Пишу: «Е-два, е-четыре:-)»
«))аналогично)) Узнал?»
Догадываюсь, но сомнения есть.
«Не уверен».
«Угадай».
«Подскажи».
«Первая буква Р».
«Рита? Радислава? Родион? Рододендрон?»
«))Мимо))»
«Рося?»
«Точно) Но вообще-то Оля. Идешь сегодня на Ксюхин ДР?»
Ксюха — это вроде как толстая девочка. Помню, Никита говорил, что ей скоро двадцать.
«Иду».
«Супер. Давай в 19.00 на Золотых. У Никиты дома висяч».
Интересненько.
«Ок. Только сразу скажу — мне не 23».
«Ну а мне не 32))»
Странно писать все это. Странно и легко. Чувствую, как искорки флирта бегают через эти сообщения, почти слышу их электрическое потрескивание. Пытаюсь толком вспомнить эту Олю, которая Рося и которой тридцать два, но не тридцать два…
Но вместо нее вижу Юлю. И Юля недовольна. Юля качает головой, как будто я натворил что-то не то. Я вижу ее черные цыганские глаза, и в них немой укор. Словно я предал ее. Словно изменил. Просто потому, что вообще обменялся с кем-то какими-то словами…
Иду к себе в комнату, играю на гитаре, как делаю всякий раз, когда накатывает.

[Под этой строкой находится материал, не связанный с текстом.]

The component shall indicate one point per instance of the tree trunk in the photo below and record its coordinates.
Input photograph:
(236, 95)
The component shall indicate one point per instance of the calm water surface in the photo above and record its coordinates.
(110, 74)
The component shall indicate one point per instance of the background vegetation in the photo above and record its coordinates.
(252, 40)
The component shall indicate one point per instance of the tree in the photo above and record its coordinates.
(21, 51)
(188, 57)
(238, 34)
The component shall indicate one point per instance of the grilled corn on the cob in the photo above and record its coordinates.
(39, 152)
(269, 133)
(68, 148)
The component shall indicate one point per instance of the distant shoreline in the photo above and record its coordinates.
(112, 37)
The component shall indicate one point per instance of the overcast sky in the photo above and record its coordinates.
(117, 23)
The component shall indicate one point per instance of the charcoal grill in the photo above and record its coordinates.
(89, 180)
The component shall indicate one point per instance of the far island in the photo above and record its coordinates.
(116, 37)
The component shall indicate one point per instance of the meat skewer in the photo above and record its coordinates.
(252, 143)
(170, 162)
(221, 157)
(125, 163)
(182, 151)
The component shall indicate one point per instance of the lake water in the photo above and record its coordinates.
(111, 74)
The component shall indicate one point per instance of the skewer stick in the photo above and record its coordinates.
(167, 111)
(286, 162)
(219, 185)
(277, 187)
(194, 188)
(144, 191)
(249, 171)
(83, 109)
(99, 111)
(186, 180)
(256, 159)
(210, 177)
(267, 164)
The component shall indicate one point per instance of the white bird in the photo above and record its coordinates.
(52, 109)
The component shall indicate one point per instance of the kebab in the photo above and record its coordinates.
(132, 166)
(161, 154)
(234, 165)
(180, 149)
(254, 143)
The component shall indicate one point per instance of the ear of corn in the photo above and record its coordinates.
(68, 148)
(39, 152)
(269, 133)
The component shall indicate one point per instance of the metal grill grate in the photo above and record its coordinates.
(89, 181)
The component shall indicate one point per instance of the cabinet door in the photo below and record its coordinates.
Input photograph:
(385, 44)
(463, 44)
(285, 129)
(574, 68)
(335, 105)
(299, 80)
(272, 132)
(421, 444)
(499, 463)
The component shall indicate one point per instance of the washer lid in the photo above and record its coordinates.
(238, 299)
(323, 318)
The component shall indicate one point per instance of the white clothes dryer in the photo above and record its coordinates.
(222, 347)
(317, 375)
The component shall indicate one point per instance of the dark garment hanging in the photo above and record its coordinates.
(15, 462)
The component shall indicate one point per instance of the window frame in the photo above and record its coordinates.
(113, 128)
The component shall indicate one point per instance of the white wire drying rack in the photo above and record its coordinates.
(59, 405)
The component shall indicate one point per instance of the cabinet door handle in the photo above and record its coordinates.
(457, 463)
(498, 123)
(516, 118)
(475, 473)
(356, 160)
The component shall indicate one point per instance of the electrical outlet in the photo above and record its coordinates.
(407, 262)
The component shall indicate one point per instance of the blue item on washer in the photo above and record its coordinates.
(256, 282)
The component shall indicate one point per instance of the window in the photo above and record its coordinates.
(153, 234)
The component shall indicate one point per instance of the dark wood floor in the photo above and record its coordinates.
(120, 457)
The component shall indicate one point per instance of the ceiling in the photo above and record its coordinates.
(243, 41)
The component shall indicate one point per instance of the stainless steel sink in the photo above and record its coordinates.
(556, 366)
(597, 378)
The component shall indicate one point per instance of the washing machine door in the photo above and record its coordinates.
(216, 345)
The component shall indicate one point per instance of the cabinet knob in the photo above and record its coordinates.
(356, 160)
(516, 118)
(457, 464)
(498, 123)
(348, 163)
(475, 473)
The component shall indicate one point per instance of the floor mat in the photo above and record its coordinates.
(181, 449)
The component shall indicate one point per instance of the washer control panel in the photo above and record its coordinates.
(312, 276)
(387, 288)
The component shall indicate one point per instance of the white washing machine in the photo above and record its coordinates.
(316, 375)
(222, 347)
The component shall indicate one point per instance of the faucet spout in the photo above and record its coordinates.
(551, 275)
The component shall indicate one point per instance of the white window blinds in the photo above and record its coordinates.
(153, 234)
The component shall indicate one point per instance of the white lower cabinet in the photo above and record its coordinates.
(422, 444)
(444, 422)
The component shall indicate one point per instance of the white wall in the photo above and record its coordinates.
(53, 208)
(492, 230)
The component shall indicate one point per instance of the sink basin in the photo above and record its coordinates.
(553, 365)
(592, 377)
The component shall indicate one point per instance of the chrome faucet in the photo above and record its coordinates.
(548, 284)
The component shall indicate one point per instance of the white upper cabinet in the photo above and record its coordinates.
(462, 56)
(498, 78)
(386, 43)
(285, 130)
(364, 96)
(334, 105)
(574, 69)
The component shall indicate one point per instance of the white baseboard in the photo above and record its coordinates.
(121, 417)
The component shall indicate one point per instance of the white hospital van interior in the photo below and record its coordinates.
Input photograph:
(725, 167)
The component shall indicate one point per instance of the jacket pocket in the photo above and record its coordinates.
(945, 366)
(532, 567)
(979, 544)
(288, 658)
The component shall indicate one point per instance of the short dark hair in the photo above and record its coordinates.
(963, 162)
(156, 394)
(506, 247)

Но не помогает. На этот раз не помогает…
Я вдруг вспоминаю о книге, которую вчера дала мне Рося, и достаю ее из чехла. Обтрепанная, с загнутыми уголками. Шарль Бодлер, «Цветы зла». Что-то такое Алла Георгиевна на зарубежке рассказывала. По-моему, он пил абсент.
Читаю стихи. Они мрачные. Сочатся чернотой. Смертью.
Уголки загнуты на самых темных.
К обеду снова раскаляется тяжелая духота, как перед дождем. Остаток дня ползет, как оглушенная змея, размякшие от зноя минуты тянутся кадрами в замедленной съемке. Включаю телик, клацаю каналы. Голову наполняет безумный фильм-калейдоскоп: реконструкция Майдана, Стивен Сигал мочит террористов на линкоре, полуголые солистки «ВИАГры» пляшут на фоне мерцающих звезд…
Выключаю телик и смотрю на черный экран. Как отец. Мысли о нем и Юле тут же вновь наводняют голову, вторгаясь, как варвары в Римскую империю. Я не знаю, о ком думать больше. Не знаю, по кому сильнее скучать. Я будто разрываюсь между двумя призраками.
Интересно, могут ли мертвые ревновать?
Я поначалу чувствую себя немного не в своей тарелке, но быстро привыкаю. Все как обычно: грохот какой-то дискотечной попсы девяностых в колонках, закуренная кухня, звяканье бутылок, многоголосье и смех… В однокомнатную хрущевку набилось человек пятнадцать, и все они, кажется, говорят одновременно.
Здоровенный и уже нехило заряженный чувак, на котором, кажется, готова лопнуть такая же красная, как его лицо, майка, разливает коньяк по старым хрустальным рюмкам-сапожкам — таким же, как у Жмена дома, — и громогласно предлагает снова выпить за именинницу. Никита и две девушки в цветастых платьях что-то бормочут и продолжают обсуждать наш вчерашний концерт.